Rev Richard Coles admits he tried to save his alcoholic partner David

Reverend Richard Coles writes about how his late partner David ‘destroyed himself’ with alcoholism in his forthcoming memoir.

In an extract from The Madness of Grief: A Memoir of Love and Loss, Richard, 59, pens: ‘It was really, really tough to see somebody you love destroy himself. It is like someone is drowning and you throw them a lifebelt but they are just not taking the lifebelt.

‘And I did try everything I could think of to help him stop drinking, and in fairness to him he did try too, but it was too much for him.’

Reflection: Reverend Richard Coles writes about how his late partner David ‘destroyed himself’ with alcoholism in his forthcoming memoir 

He goes on: ‘I think for David it was a useful sort of way for taking pain away. He really liked being drunk as well. Before he got to the obnoxious stage when he was at the jolly stage he was really, really good fun.

‘But like most things it really doesn’t take long for what was uproarious fun to become unbearable. And when he was bad and being really obnoxious, that was really difficult because he was such a kind, gentle and thoughtful man.’

Richard also writes about how being a reverend made the situation harder.

‘The second thing is, it is just very awkward, especially if you are a vicar and you are meant to be unflappable and perfect and my life was not and is not perfect and I wasn’t unflappable when David’s drinking was at its worst.’ 

Former Strictly Come Dancing vicar Richard wanted to keep the painful details of David’s addiction private.

Richard explains: ‘I often think if someone dies of drink as people used to say, that people filed them under a sort of tragic, squalid death. David was so much more than that. 

Richard has also admitted his late partner wouldn’t have wanted him to pen the memoir that he’s releasing.

In an extract from The Madness of Grief: A Memoir of Love and Loss, Richard, 59, pens: 'It was really, really tough to see somebody you love destroy himself'

In an extract from The Madness of Grief: A Memoir of Love and Loss, Richard, 59, pens: ‘It was really, really tough to see somebody you love destroy himself’

Richard, who married David in a civil ceremony in 2010, asked his partner’s family for permission to share his experience of being with an addict in the hopes of helping others in the same situation.

He told The Guardian that he ‘discovered’ how much he wanted to express himself after David’s passing in 2019.
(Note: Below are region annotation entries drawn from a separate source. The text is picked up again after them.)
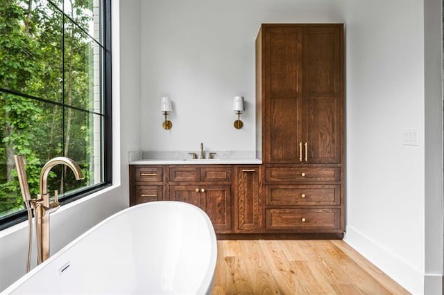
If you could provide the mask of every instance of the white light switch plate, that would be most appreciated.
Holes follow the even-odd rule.
[[[402,134],[404,145],[419,145],[419,131],[418,128],[405,128]]]

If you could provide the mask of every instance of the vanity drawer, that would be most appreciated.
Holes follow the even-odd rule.
[[[267,230],[295,231],[341,229],[341,209],[266,209]]]
[[[162,186],[135,186],[135,203],[160,201],[162,199]]]
[[[137,167],[135,169],[136,182],[161,182],[162,167]]]
[[[200,179],[199,168],[195,166],[170,167],[170,181],[198,181]]]
[[[230,181],[231,167],[201,167],[201,181]]]
[[[284,205],[339,205],[339,185],[267,185],[265,204]]]
[[[341,168],[337,167],[268,167],[265,169],[268,181],[341,181]]]

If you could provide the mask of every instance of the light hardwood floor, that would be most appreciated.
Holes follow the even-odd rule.
[[[407,294],[341,240],[219,240],[213,295]]]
Richard explained his reasons for publishing the book The Madness of Grief despite knowing his loved one wouldn’t have approved, saying: ‘David would have hated this book. Hated it.  I just decided, well, it can’t hurt him now – and it might help other addicts’ spouses who are going through similar things. 

‘When David was at his worst it was so gruelling, so difficult for me as his husband, I felt like I was falling through space sometimes.’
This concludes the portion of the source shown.